There were no more reasons for her to stay.

“Did you say Cynthia7?” barks the doctor in a hoarse whisper. “How can you possibly know about that?”

“I have vague images and thoughts that I think bled through from Eve, I mean Dr. Gibson, during the memory download. I can only make coherent sense of small portions though.”

“We’re going to have to revisit this later but right now we need to talk about the physio-memory integration. The nanocytes grafted into your skin act as conductors of sorts. The problem is that they’re command structure is directly linked to Dr. Gibson’s DNA. For the process to function at full capacity you’re going to have to in essence make Eve Gibson a part of yourself.”

“How can I possibly do that? These memories are fragments at best and unintelligible nonsense at worst.”

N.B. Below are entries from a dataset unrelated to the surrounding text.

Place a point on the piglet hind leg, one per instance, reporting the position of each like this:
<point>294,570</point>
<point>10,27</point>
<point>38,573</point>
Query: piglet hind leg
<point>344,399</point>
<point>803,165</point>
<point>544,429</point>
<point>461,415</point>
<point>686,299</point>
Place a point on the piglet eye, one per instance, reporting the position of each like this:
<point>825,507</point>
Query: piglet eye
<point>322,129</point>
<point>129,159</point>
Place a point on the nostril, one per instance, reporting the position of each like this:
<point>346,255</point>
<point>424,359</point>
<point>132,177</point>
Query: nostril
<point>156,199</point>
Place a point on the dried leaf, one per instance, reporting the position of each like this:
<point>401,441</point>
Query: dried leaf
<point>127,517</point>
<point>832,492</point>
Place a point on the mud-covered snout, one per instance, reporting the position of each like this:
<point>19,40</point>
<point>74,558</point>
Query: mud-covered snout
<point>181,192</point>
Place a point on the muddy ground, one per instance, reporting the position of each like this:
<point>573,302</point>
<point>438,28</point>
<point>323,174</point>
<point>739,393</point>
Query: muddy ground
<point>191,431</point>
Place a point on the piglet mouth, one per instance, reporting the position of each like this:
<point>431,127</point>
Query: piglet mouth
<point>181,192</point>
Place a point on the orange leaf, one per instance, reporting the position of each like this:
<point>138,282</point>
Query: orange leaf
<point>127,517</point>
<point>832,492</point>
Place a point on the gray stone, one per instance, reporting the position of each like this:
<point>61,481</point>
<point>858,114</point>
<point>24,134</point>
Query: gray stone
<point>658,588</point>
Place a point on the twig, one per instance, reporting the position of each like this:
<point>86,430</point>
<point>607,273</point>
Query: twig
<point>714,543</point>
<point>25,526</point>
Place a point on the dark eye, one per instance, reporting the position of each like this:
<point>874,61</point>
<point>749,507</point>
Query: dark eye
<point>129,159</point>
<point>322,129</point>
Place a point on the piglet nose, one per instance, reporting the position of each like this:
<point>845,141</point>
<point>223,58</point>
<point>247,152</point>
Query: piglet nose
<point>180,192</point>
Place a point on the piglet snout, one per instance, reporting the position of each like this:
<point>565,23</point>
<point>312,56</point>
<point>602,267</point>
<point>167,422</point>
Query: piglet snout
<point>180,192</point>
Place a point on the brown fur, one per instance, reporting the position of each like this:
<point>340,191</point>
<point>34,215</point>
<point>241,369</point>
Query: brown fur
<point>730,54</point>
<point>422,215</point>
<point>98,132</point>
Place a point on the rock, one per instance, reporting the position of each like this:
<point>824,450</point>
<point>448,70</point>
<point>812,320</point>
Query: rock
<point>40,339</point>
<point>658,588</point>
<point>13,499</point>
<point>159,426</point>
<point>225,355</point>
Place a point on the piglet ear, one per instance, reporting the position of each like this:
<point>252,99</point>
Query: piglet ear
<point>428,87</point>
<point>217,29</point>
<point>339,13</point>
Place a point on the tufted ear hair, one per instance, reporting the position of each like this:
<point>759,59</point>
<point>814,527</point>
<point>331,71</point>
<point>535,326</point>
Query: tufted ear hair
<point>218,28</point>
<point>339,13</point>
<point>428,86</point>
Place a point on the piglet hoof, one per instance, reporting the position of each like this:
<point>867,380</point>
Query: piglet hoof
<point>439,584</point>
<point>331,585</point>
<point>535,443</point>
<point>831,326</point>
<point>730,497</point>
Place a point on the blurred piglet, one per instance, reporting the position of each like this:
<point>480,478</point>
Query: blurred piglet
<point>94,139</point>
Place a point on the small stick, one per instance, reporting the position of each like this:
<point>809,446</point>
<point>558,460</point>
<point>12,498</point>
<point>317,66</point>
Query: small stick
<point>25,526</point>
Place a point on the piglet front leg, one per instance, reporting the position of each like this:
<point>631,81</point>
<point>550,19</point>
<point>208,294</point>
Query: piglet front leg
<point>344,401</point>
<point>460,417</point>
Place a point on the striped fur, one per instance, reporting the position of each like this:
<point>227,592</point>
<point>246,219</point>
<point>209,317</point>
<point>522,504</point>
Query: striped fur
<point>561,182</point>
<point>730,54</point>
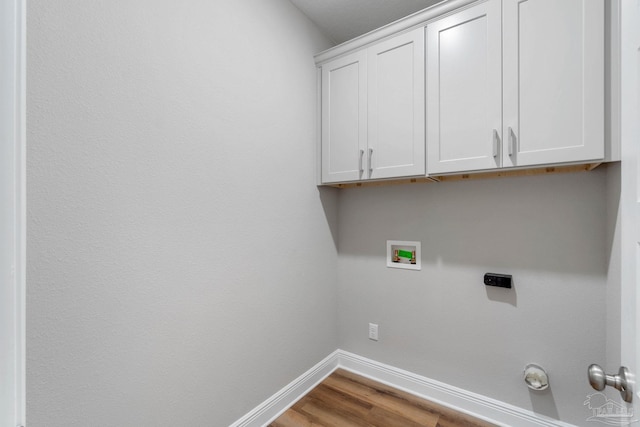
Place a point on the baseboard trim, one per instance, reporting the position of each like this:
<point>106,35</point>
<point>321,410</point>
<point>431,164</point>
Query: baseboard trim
<point>274,406</point>
<point>474,404</point>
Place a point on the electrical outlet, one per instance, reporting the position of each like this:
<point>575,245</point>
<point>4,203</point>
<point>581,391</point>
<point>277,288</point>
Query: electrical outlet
<point>373,331</point>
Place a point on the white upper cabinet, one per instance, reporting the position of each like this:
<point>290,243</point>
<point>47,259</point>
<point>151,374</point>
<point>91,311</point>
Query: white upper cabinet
<point>516,83</point>
<point>464,90</point>
<point>553,81</point>
<point>344,118</point>
<point>396,140</point>
<point>373,112</point>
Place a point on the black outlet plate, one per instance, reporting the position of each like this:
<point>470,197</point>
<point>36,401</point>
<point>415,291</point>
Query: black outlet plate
<point>499,280</point>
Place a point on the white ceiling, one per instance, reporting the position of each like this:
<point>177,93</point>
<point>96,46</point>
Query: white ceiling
<point>342,20</point>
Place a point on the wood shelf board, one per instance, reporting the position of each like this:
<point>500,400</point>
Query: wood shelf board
<point>472,176</point>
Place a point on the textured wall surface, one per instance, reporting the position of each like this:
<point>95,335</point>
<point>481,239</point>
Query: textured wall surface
<point>549,232</point>
<point>181,262</point>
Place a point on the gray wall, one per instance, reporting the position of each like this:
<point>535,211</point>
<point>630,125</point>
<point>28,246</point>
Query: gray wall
<point>181,268</point>
<point>182,264</point>
<point>549,232</point>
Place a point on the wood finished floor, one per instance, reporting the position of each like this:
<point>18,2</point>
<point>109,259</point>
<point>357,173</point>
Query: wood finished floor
<point>345,399</point>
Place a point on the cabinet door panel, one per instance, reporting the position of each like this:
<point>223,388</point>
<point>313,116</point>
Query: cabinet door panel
<point>396,139</point>
<point>464,90</point>
<point>344,121</point>
<point>553,81</point>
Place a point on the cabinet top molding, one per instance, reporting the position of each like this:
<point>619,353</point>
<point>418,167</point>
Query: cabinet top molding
<point>406,23</point>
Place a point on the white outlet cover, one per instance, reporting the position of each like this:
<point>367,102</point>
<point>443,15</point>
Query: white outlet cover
<point>404,245</point>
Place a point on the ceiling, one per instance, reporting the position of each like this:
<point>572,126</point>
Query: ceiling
<point>342,20</point>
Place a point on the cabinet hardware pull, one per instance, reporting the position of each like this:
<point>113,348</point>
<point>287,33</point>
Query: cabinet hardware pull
<point>512,142</point>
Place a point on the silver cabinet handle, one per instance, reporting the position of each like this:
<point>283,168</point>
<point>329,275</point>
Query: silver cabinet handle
<point>512,141</point>
<point>599,380</point>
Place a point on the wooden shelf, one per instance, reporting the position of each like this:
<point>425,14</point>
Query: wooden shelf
<point>472,176</point>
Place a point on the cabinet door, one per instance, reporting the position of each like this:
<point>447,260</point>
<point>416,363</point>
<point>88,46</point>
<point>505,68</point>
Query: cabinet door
<point>553,81</point>
<point>344,118</point>
<point>464,90</point>
<point>396,140</point>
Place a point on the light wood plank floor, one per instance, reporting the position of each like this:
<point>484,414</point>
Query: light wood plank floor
<point>345,399</point>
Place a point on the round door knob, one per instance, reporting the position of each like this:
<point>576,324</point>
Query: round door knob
<point>597,377</point>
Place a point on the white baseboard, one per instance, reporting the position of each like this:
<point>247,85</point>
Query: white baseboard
<point>479,406</point>
<point>274,406</point>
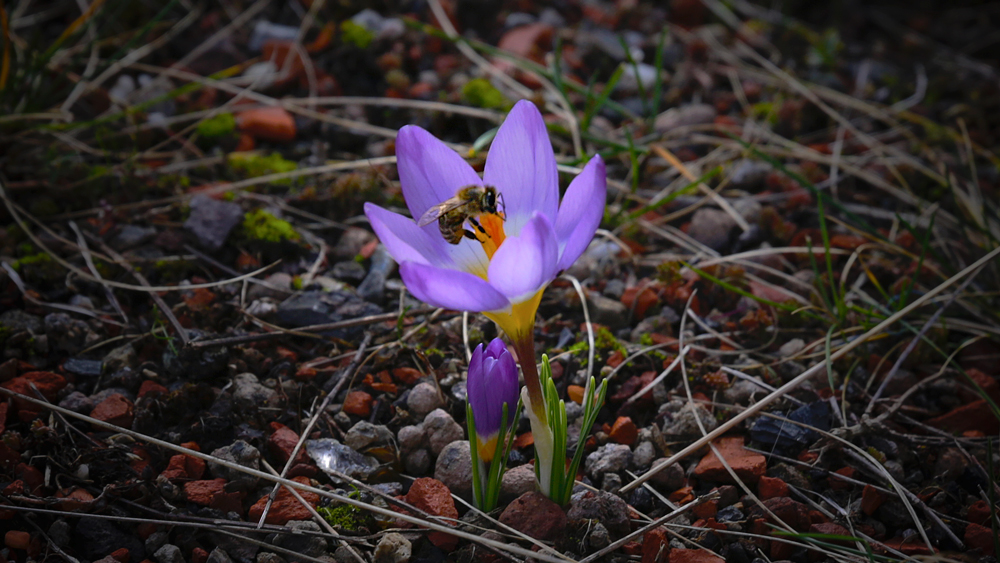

“The bottom line is that they are coded to react to her personality and her soul, for lack of a better word. You won’t be able to effectively use the nano-weapons unless you make this happen.”

“Then there’s no choice.”

Eve is standing on a ledge with a white dove. She has been observing its movements so closely that she has lost track of time. Timing is important today. The dove takes one last look at her and leaps into the void of air below, miraculously soaring on invisible tactile currents. Eve wonders if the dove has any idea of what a current is. Does it leap into nothingness because of instinct? Does it know what fear feels like?

She lifts her arms from her sides and stretches them away from her body. Her fingers are spread as wide as they can go, the tips feeling out the wind like feathers. Her knees bend and a smile creases her worn face.

“I leap, therefore I am.” she whispers, to no one in particular.